Gereç ve Yöntem: Tedaviye dirençli major depresyon ve şizofreni tanısı konulan, yaşları 20 ile 30 arasında olan 20 erkek hasta çalışmaya alındı. İşlem odasına alınan tüm hastalara standart olarak kalp atım hızı (KAH), sistolik arter basıncı (SAB), diastolik arter basıncı (DAB), ortalama arter basıncı (OAB), periferik oksijen saturasyonu (SpO2), bispektral index (BİS) ve elektroensefalografi (EEG) monitorizasyonu yapıldı. Randomize çift kör yöntemle hastalar propofol-remifentanil grubu (PR grubu, n:10) ve propofol (P grubu, n:10) grubu olarak iki gruba ayrıldı. Her hastaya 5 EKT uygulandı. PR grubundaki hastalara 50 ve P grubundakilere 50 olmak üzere toplam 100 EKT uygulaması değerlendirildi. PR grubuna 1 mcg/kg remifentanil, 30-60 sn içinde bolus olarak iv yapıldı, P grubuna da aynı miktarda serum fizyolojik yapıldı ve devamında tüm hastalara BİS değeri 60 oluncaya kadar propofol infüzyonu yapıldı. Kas gevşemesi sağlamak için 1 mg/kg süksinilkolin iv verildi. Anestezi öncesi, EKT öncesi, 1., 3., 5., 7. ve 10. dakikalarda olmak üzere SAB, DAB, OAB, KAH, SpO2 kaydedildi. Konvülsiyon süresi, manşeton uygulanan koldaki kasılmanın süresi ve EEG ile kaydedilen nöbet aktivitesi ile ölçüldü. Anestezi süresi, BİS değerin 60 olmasını müteakip hastanın sözel uyarana cevap vermesine kadar geçen süre olarak tanımlandı ve kayıt edildi.

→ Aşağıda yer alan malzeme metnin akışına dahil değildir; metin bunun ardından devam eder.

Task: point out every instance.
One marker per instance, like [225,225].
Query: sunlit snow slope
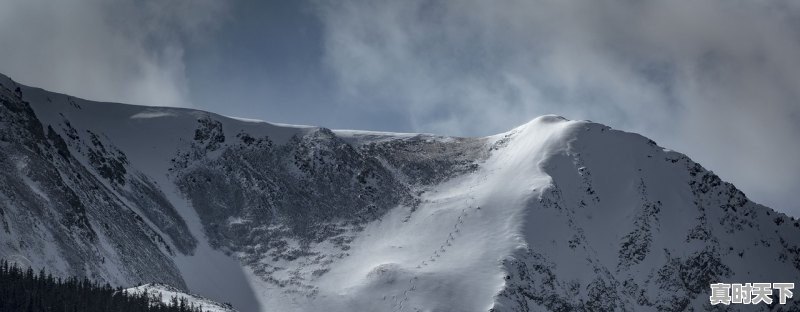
[554,215]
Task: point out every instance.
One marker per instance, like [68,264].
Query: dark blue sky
[718,80]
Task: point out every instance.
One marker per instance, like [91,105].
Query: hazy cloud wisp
[120,51]
[718,80]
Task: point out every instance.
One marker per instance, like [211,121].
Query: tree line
[22,290]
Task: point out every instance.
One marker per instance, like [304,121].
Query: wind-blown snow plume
[726,69]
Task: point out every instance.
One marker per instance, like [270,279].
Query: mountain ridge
[300,218]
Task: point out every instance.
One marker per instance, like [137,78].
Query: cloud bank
[120,51]
[718,80]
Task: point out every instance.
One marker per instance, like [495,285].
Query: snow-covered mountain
[167,294]
[554,215]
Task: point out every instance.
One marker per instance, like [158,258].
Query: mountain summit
[554,215]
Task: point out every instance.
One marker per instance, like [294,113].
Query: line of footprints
[400,302]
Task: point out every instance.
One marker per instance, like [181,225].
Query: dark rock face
[55,207]
[263,201]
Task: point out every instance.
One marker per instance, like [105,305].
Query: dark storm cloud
[122,51]
[718,80]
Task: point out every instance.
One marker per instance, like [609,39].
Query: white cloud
[119,51]
[718,80]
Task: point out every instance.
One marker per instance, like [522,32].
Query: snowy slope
[554,215]
[166,293]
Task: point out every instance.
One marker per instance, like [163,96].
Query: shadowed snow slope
[554,215]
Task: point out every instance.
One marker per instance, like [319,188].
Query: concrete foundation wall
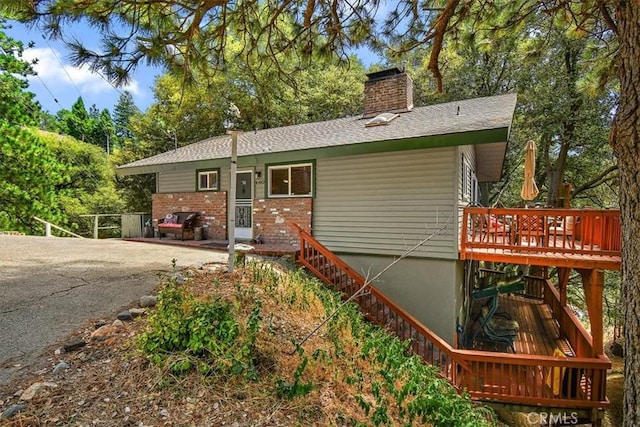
[429,289]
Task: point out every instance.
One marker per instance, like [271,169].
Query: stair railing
[381,310]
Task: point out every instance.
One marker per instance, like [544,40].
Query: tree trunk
[625,138]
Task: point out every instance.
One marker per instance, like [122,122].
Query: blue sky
[59,84]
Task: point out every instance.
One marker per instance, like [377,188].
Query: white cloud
[53,74]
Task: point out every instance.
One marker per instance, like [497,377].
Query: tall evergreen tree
[122,113]
[29,172]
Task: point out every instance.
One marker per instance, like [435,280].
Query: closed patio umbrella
[529,188]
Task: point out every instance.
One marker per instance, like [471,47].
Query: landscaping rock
[13,410]
[125,316]
[103,332]
[60,367]
[148,301]
[74,345]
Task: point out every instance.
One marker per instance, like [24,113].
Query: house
[367,187]
[356,193]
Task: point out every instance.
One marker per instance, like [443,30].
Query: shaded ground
[51,286]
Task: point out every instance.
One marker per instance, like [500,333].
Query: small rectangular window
[207,180]
[290,180]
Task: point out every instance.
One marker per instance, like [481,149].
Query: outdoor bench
[177,223]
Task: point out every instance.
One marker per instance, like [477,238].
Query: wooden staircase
[510,379]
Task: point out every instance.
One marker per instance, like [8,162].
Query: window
[208,180]
[290,180]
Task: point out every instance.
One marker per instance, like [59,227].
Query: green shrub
[187,332]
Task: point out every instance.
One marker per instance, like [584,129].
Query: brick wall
[211,205]
[272,219]
[388,94]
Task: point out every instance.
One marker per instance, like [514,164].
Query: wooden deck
[533,376]
[539,332]
[573,238]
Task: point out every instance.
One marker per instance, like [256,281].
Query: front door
[244,205]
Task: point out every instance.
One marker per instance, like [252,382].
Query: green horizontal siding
[384,203]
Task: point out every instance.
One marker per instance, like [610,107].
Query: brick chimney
[387,91]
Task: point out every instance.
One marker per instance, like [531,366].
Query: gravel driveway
[49,287]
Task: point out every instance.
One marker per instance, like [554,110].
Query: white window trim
[216,188]
[288,167]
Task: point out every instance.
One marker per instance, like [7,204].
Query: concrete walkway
[49,287]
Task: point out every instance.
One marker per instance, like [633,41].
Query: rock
[13,410]
[34,389]
[103,332]
[125,316]
[137,312]
[148,301]
[60,367]
[74,345]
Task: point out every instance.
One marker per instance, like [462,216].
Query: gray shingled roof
[441,119]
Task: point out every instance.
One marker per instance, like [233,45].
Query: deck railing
[570,326]
[536,380]
[511,378]
[570,231]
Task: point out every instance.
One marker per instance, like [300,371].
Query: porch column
[593,284]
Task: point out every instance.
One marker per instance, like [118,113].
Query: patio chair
[490,228]
[494,326]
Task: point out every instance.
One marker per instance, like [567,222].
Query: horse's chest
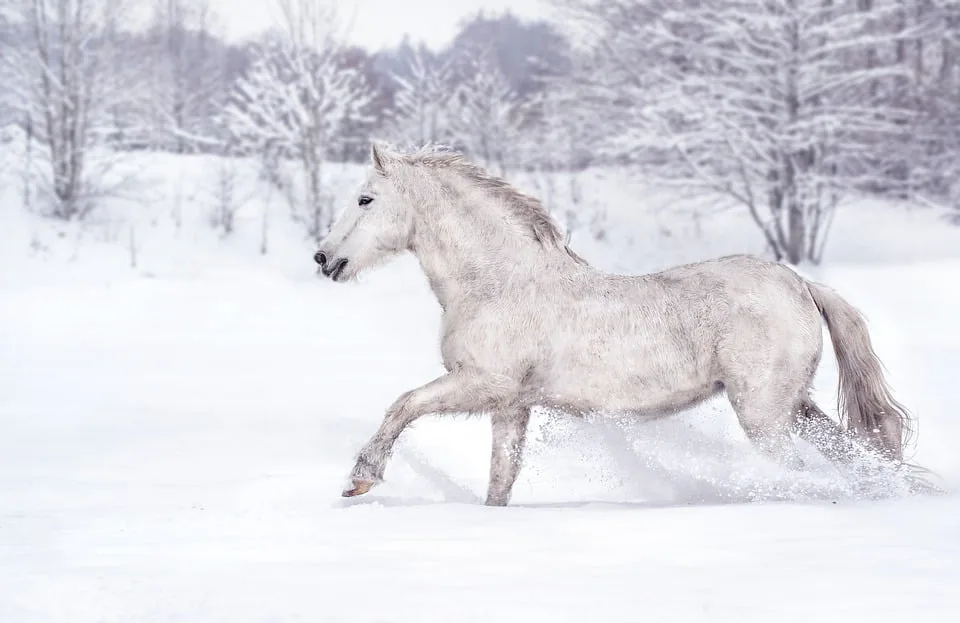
[471,342]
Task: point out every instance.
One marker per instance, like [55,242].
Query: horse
[527,322]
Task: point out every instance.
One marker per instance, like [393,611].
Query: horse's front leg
[458,392]
[509,436]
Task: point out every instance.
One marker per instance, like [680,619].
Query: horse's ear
[377,157]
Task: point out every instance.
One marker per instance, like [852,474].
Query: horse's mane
[527,209]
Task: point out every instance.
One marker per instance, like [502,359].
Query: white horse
[527,322]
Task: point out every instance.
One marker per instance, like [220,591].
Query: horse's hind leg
[509,436]
[765,412]
[816,428]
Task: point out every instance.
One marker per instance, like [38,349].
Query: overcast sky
[381,23]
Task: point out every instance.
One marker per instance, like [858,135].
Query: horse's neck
[470,260]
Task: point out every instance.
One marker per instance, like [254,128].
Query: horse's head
[377,225]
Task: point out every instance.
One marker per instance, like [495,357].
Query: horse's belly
[641,391]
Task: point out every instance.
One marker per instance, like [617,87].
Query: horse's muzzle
[330,268]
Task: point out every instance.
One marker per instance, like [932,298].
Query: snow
[174,438]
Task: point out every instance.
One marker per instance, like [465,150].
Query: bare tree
[299,98]
[488,114]
[67,84]
[778,105]
[420,110]
[188,82]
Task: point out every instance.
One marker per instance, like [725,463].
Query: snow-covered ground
[174,438]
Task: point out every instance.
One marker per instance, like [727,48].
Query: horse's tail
[867,407]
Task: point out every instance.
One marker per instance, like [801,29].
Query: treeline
[783,106]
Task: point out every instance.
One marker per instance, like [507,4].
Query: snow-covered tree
[421,100]
[300,100]
[779,105]
[187,77]
[67,85]
[488,114]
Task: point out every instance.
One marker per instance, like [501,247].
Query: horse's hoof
[359,488]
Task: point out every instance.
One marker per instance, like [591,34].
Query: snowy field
[174,438]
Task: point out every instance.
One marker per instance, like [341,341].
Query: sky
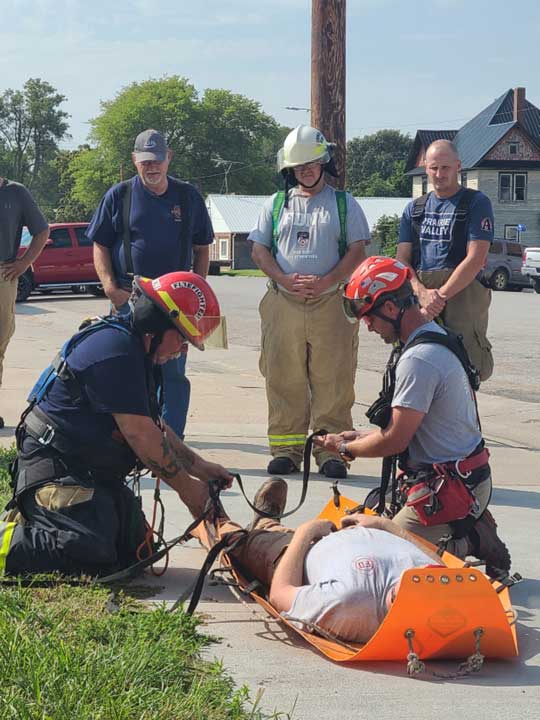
[410,65]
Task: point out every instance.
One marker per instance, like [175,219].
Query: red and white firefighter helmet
[188,301]
[375,277]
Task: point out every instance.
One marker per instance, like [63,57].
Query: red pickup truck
[65,263]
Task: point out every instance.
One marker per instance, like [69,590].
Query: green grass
[65,655]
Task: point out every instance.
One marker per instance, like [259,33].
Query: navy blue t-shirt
[437,225]
[160,242]
[110,366]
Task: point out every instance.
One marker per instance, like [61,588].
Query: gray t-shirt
[17,208]
[430,379]
[348,574]
[309,231]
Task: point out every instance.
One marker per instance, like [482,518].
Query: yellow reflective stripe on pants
[6,533]
[277,440]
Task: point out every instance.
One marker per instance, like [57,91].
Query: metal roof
[476,138]
[239,213]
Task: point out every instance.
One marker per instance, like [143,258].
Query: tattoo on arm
[175,458]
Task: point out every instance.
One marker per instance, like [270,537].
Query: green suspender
[341,200]
[279,202]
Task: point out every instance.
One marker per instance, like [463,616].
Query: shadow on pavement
[516,498]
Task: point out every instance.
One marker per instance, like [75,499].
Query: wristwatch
[344,453]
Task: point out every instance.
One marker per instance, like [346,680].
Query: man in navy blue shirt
[168,229]
[445,237]
[95,421]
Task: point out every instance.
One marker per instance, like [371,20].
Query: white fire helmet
[303,145]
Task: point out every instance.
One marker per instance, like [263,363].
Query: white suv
[531,266]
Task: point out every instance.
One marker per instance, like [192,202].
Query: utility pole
[328,73]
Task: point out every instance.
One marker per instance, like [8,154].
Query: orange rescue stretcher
[439,613]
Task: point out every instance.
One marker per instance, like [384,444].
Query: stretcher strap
[305,481]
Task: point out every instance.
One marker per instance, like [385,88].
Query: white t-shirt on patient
[348,575]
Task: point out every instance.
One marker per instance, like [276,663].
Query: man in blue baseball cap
[150,225]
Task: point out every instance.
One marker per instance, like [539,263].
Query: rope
[471,665]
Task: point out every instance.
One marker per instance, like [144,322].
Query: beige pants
[466,314]
[8,294]
[408,519]
[308,359]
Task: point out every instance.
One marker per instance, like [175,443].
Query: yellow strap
[5,535]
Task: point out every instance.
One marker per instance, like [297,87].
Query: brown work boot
[271,498]
[487,545]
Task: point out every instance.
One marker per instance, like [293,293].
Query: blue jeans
[176,389]
[176,393]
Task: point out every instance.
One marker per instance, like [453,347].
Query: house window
[514,249]
[223,249]
[512,187]
[510,232]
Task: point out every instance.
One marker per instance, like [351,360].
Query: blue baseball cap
[150,145]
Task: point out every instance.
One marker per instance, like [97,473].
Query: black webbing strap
[128,572]
[126,231]
[305,481]
[228,543]
[458,241]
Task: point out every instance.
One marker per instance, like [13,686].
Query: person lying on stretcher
[339,582]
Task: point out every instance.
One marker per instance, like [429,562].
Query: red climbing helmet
[187,300]
[375,277]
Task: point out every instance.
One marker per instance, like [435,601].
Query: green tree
[68,208]
[375,164]
[384,235]
[31,126]
[207,135]
[235,133]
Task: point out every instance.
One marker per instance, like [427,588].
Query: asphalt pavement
[227,423]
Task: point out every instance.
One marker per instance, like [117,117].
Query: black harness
[379,413]
[54,453]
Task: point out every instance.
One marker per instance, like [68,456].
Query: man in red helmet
[93,418]
[430,420]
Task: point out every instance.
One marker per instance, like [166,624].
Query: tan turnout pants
[308,359]
[466,314]
[408,519]
[8,295]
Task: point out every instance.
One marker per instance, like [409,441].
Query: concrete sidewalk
[227,423]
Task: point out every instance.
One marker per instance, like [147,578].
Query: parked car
[531,267]
[65,263]
[503,266]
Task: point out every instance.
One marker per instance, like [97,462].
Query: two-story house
[500,155]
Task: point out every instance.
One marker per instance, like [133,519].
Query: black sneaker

Bulgular: Gruplar arası yaş, boy ve kilo arasında fark saptanmadı. Anestezi öncesi, EKT öncesi, 1, 3, 5, 7 ve 10. dakikalarda ölçülen SAB, DAB, OAB, KAH, SpO2 da 5 EKT uygulamasında da PR ve P grubu arasında anlamlı fark saptanmadı. Hem koldan, hem de EEG kaydı ile ölçülen konvülsiyon süresi PR grubunda anlamlı olarak daha yüksekti. Anestezi süresinin PR grubunda daha yüksek olduğu tespit edildi. Kullanılan propofol miktarları ise, 5 EKT uygulamasında da PR grubunda P grubuna göre anlamlı olarak düşüktü.
Sonuç: EKT için uygulanan anestezi tekniğinde daha düşük dozda propofol kullanılması propofol’ün nöbet süresini kısaltan etkisini dengelemektedir. Remifentanil, propofol dozu azaltılmış olmasına rağmen hemodinamide belirgin bir değişikliğe yol açmamaktadır. Remifentanil’in bu etkileri, özellikle nöbet süresi kısa olan hastalar için göz önünde bulundurulmalıdır.